Infrastructure and Infrastructure Asset Management are Critical to the Lives of our Communities

OpEd – David Jenkins (CEO, IPWEA Australasia)

There are many ways in which we can improve the decisions we make around building new infrastructure. Many infrastructure assets, big and small, will serve communities for decades. They are often refurbished, potentially retrofitted and repurposed. As a result, decisions made on infrastructure in 2023 will reverberate through generations and will outlast many of us.

And yet so much of our planning is short-term. So, my first resolution or hope for 2023 is that we plan for the long term despite living in a short-term world. This requires a change of mindset for infrastructure planners and the elected representatives in the way they work with all three tiers of Government. My second hope is to consider the changing circumstances as we develop our infrastructure strategies.

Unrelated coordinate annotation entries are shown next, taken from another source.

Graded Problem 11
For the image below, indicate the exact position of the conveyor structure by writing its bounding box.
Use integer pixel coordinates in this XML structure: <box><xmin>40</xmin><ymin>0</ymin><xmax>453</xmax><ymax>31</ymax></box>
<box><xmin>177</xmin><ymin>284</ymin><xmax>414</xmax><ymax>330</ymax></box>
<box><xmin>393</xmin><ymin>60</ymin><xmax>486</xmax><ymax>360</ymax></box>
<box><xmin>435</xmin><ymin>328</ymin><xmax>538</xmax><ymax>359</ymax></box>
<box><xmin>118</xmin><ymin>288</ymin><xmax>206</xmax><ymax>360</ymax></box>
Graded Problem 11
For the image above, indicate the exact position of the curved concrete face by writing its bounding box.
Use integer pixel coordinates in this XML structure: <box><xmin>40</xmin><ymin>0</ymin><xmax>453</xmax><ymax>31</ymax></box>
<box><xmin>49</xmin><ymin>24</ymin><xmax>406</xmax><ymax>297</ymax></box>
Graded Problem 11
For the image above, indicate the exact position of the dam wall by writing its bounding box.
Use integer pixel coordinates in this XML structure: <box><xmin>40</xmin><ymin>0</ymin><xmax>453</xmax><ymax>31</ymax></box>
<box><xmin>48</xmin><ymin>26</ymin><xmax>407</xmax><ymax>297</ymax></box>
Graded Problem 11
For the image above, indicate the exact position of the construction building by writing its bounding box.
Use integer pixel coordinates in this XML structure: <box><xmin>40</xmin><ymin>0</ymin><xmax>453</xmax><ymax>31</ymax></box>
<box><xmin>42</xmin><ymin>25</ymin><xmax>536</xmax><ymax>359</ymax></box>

The pandemic has seen a huge shift in the way we work, and the way we use our cities. People are increasingly moving to the regions, and our central business districts are being re-imagined. Beyond that, we have an ageing population that requires a significant service industry. Yet, the people working in this industry are often forced to make long commutes because they have to live far away from their workplaces.

Climate change is a pressing issue for infrastructure planning, and sustainability and resilience are critical. Still, both themes extend well into the future and will also be driven by demographic changes.

Demographic considerations also raise issues around inter-generational inequity. For example, many of us welcome new infrastructure for the current generation, but if we don’t plan well enough – financially, and in terms of its use – it may be an unwelcome burden to future generations.

Just as many young people today blame baby boomers for locking them out of the housing market, young people in the future could face a bleak reality of not only never achieving home ownership but continuing to pay for the infrastructure their parents and grandparents enjoyed, which might not be as valuable to them.

This goes back to the idea that infrastructure is a long-term consideration and proposition and raises the point that, in many cases, shiny new assets might not be the most appropriate solution, either for now or in the future.

Asset maintenance and renewal is as, or arguably more, important than building greenfields infrastructure and choosing that path can be a way of addressing the issue of intergenerational inequity.